Although this type of technique is excellent for exploring the nervous system, it is somewhat risky to think that we can rely solely on the results and statistical data of these tests to draw unitary conclusions on such controversial concepts and issues as morality or free will, for example.
Regarding the question of how moral philosophy is understood, there are authors such as the doctor in psychology Michael Gazzaniga who propose the existence of a universal ethics, which would have a concrete neurobiological basis and not a philosophical one. For his part, the neuroscientist Francisco Mora, assumes that the concept of ethics always implies the relationship we have with others and believes that it is not appropriate to differentiate between ethics and morality, since both terms are used interchangeably.
Finally, when asked what regulation would be necessary for research in neuroethics, the response of researchers has been to appeal to the ethics of neuroscience; in other words, to appeal to the ethics of the work carried out by neuroscientists : the notion of capacity, free and voluntary expression of informed consent, respect for the dignity and integrity of research subjects, etc.
Future problems and challenges
Current problems in neuroethics can be divided into two broad categories: those related to technical advances in the neurosciences, i.e. the implications of the development of neuroimaging techniques, psychopharmacology, brain implants or the brain-machine interface; and those related to the philosophy and understanding of the neurobiological basis of human consciousness, personality or behaviour.
In recent years, psychopharmacological research has invested considerable sums of money in drugs aimed at treating cognitive disorders, and more specifically attention and memory disorders.

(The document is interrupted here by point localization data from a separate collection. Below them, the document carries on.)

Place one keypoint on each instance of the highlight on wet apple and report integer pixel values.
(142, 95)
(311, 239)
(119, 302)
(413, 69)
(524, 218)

Drugs such as methylphenidate and its use for attention deficit disorders; or ampakine, which favours long-term potentiation mechanisms, improving performance in memory tests in healthy subjects, are just some examples.
This increase in drug consumption , especially in healthy subjects, leads to several ethical problems such as those mentioned below:
Health problems: medium and long-term adverse effects in healthy subjects are unknown.
Social consequences: questions arise as to how the use of these drugs might affect social relations or what the situation is for individuals who do not use them, as opposed to those who do, in terms of class or inequality. And it seems clear that, in highly competitive and stressful contexts, the freedom not to consume them would be relative .
Philosophical implications: the use of these drugs calls into question and alters our view of concepts such as personal effort, autonomy or the ability to overcome. Is it ethical to rapidly and artificially improve cognitive abilities?
On the other hand, advances in the understanding of the neurobiological bases of social behaviour, morality and decision making have direct implications on our way of conceiving notions of our life , such as personal responsibility or the imputability of a person, key aspects for neuroethics.
In the future, this discipline will continue to discuss relevant questions, such as: can we judge an adolescent equally for a crime committed if we know that at his age the neurobiological bases of moral reasoning have not yet been installed? If free will is only a cognitive illusion and does not exist as such, does it make sense to hold people accountable? Should we put barriers to brain research and manipulation? Questions that even today remain unanswered.